Research Day is an important outlet for students to highlight all types of scholarly activities, says David Mu, PhD, Director of Medical Student Research Opportunities and Professor of Microbiology and Molecular Cell Biology.

“The 2020 Research Day was unique in that it showcased not only the students’ passions for research, but also the resourcefulness and ingenuity of our students in attaining their passions,” Dr. Mu says.

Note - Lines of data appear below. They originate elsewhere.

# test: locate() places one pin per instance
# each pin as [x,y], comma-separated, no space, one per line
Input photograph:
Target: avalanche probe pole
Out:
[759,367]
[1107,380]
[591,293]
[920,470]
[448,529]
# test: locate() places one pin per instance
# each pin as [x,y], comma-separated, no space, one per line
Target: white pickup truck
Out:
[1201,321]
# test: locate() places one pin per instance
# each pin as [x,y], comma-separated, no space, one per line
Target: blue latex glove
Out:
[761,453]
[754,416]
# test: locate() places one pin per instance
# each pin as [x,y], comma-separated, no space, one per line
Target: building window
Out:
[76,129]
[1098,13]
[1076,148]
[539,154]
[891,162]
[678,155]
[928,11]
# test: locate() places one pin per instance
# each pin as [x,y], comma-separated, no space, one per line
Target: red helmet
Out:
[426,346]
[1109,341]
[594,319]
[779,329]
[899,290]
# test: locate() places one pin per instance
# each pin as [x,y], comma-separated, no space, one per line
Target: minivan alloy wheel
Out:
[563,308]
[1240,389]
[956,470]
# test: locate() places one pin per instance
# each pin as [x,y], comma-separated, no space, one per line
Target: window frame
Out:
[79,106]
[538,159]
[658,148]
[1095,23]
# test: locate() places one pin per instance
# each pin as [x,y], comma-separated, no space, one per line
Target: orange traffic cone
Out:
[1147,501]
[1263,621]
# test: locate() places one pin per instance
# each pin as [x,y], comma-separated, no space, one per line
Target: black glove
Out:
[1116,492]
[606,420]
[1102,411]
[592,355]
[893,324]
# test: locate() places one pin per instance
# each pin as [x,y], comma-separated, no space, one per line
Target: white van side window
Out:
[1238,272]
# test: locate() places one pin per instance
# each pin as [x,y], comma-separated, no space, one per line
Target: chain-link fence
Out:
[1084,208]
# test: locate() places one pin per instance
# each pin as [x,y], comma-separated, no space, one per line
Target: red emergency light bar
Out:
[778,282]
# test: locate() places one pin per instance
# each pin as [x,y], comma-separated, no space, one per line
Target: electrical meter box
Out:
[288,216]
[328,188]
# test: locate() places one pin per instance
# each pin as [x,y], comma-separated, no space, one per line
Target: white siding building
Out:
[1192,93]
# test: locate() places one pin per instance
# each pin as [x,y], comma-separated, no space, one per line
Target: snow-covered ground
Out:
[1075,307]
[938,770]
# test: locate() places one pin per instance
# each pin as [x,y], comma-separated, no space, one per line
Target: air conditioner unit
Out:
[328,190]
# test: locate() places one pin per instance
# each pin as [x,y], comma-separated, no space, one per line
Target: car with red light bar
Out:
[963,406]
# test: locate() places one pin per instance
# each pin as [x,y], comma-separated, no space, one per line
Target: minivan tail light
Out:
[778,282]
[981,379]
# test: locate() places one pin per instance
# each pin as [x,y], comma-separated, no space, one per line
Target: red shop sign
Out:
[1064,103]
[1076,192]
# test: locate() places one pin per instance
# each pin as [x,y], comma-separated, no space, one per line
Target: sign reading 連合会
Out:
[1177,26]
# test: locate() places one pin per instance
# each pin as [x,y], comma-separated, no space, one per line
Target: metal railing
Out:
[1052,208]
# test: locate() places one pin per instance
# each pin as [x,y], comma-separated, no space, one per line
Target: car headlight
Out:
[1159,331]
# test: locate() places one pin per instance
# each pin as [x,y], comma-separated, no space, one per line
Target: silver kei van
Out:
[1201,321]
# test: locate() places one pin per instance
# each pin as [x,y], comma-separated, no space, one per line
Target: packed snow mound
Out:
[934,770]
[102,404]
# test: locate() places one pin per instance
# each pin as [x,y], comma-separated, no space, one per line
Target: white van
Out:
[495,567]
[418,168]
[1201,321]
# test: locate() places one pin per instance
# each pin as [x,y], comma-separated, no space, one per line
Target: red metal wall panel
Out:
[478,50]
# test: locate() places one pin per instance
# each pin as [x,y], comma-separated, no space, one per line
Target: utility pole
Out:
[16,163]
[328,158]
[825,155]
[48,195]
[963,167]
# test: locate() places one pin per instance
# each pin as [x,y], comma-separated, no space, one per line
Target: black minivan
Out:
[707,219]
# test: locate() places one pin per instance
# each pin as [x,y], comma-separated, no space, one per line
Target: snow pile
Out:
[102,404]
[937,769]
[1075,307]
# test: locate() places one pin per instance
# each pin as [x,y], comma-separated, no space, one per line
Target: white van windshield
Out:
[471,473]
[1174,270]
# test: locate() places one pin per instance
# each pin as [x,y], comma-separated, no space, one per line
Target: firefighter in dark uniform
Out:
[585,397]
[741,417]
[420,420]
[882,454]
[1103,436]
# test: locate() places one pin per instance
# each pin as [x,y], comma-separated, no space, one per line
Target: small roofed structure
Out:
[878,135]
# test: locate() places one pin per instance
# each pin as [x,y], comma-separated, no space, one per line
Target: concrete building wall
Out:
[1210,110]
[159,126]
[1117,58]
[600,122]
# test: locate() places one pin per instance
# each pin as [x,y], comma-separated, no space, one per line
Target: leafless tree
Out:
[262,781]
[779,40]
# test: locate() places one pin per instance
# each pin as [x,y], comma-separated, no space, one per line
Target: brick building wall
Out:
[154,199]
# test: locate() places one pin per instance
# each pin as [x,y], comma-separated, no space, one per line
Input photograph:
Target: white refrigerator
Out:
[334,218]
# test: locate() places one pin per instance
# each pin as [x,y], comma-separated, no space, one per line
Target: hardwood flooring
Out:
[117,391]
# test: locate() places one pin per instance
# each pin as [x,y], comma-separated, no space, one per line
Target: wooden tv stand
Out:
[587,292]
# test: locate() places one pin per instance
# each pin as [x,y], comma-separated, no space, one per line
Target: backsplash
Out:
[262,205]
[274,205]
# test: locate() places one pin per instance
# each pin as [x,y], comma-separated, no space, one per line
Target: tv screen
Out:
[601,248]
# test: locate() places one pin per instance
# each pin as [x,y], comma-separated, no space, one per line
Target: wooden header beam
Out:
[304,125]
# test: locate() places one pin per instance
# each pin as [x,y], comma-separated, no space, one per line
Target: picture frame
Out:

Others echoed those sentiments.

“Research Day 2020 — our first virtual schoolwide research event — showed that nothing can stop the passion, enthusiasm and commitment of students and faculty to share their research and to strive for excellence,” says Anca Dobrian, PhD, Professor of Physiological Sciences.

Joseph Aaliyah, Medical Master’s Class of 2021, says he was honored to present at Research Day and to observe the work of fellow students. “This event is only one example of how supportive the student and faculty body are here at EVMS,” he says, “and I’m happy to be a part of that.”

Bruce Britton, MD (MD ’90, Family Medicine Residency ’93), Professor of Clinical Family and Community Medicine, mentored two medical students whose presentations were not the traditional lab-based research. As Director of TEACH (Transformative Education Advancing Community Health), a primary-care training project focused on reducing health disparities, Dr. Britton guided the students in their study of student perceptions of the school’s medical curriculum.

“I think their eyes were opened up to the world of research,” Dr. Britton says. “You don’t need to have Bunsen burners and glass flasks with boiling, smoky stuff coming out of them to do good quality research.”

Whether in person or virtual, Research Day itself serves as more than a learning opportunity for EVMS students. It also inspires youth interested in health and medicine.

For instance, at the 2020 event, as in previous years, students from the Medical and Health Specialties Program at Maury High School in Norfolk observed Research Day online.

One student, Celia L., was particularly interested in a study of the effects of sleep fragmentation on the amplification of atherosclerosis.

“This topic is extremely prevalent for students our age and shows the potential health detriments resulting from losing sleep,” Celia wrote.

“As someone who is interested in research as a possible career in the future, I enjoyed hearing about the varying backgrounds of the medical students who presented their studies today.”

Said one of Celia’s classmates: “Not only was the research incredibly well done and well presented, but it allowed me to envision myself doing and presenting research such as this.”